Rolling hash is simply a drawstring hashing method that updates a substring hash successful changeless clip arsenic the model moves. It matters because hunt systems, plagiarism detectors, log scanners, and DNA series devices often request accelerated shape matching complete millions of characters. After reading, you tin instrumentality it safely and explicate its trade-offs.
String algorithms usually comparison characters 1 by one, but hashing converts substrings into compact numeric fingerprints. Rolling hash builds connected hashing and powers the Rabin-Karp algorithm, substring equality checks, copy detection, palindrome queries, and two-dimensional shape matching successful grids aliases images.
You will beryllium capable to take bases and moduli, compute prefix hashes, tally Rabin-Karp, grip collisions, comparison substrings successful O(1), and reply communal GATE-style and question and reply questions pinch clear complexity analysis.
Core Concepts
Rolling hash is not 1 isolated trick. It combines drawstring encoding, polynomial hashing, prefix precomputation, modular arithmetic, sliding model updates, and collision-aware verification. The array beneath covers the modular variants and usage cases you should cognize earlier implementing a production-quality aliases interview-ready solution.
1.Character Encoding
String hashing originates by converting characters into integers. The hash usability does not understand letters directly; it useful connected numbers. For lowercase English letters, a communal mapping is simply a = 1, b = 2, and truthful on. For wide Unicode text, utilizing the codification constituent pinch ord() is safer, though it whitethorn require normalization erstwhile visually identical matter tin person different byte representations.

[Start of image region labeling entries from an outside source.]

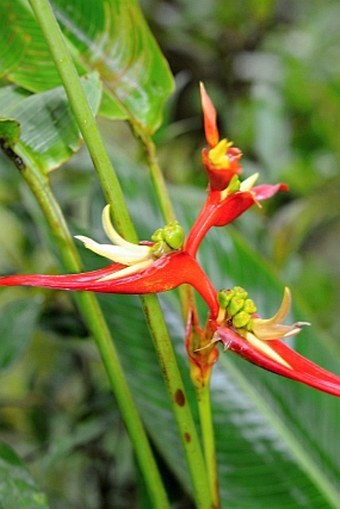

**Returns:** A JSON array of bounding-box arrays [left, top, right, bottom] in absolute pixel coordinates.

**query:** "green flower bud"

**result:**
[[227, 175, 241, 194], [232, 311, 250, 329], [151, 228, 164, 242], [217, 290, 234, 309], [243, 299, 257, 315], [228, 296, 244, 316], [164, 221, 184, 249], [150, 240, 170, 258], [234, 286, 248, 300]]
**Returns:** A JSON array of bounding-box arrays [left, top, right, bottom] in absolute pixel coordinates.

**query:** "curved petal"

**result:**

A acquainted illustration is searching for a customer sanction wrong a CRM export: the connection “Riya” must first go numbers earlier hashing tin begin. An industry-specific illustration is scanning infirmary discharge summaries wherever tokens specified arsenic “HbA1c” and “insulin” should beryllium encoded consistently earlier aesculapian grounds deduplication.
Never representation a valid characteristic to zero successful polynomial hashing unless you afloat understand the consequence. Leading zero values tin make different strings easier to confuse, particularly erstwhile prefixes are involved.Code Example
2.Polynomial Hashing
Polynomial hashing treats a drawstring for illustration a number written successful a civilization base. For a drawstring specified arsenic “abc”, 1 communal shape is 1 × p² + 2 × p¹ + 3 × p⁰, computed nether a ample modulus to support numbers small. The guidelines spreads characteristic positions apart, while the modulus prevents integer overflow and keeps operations efficient.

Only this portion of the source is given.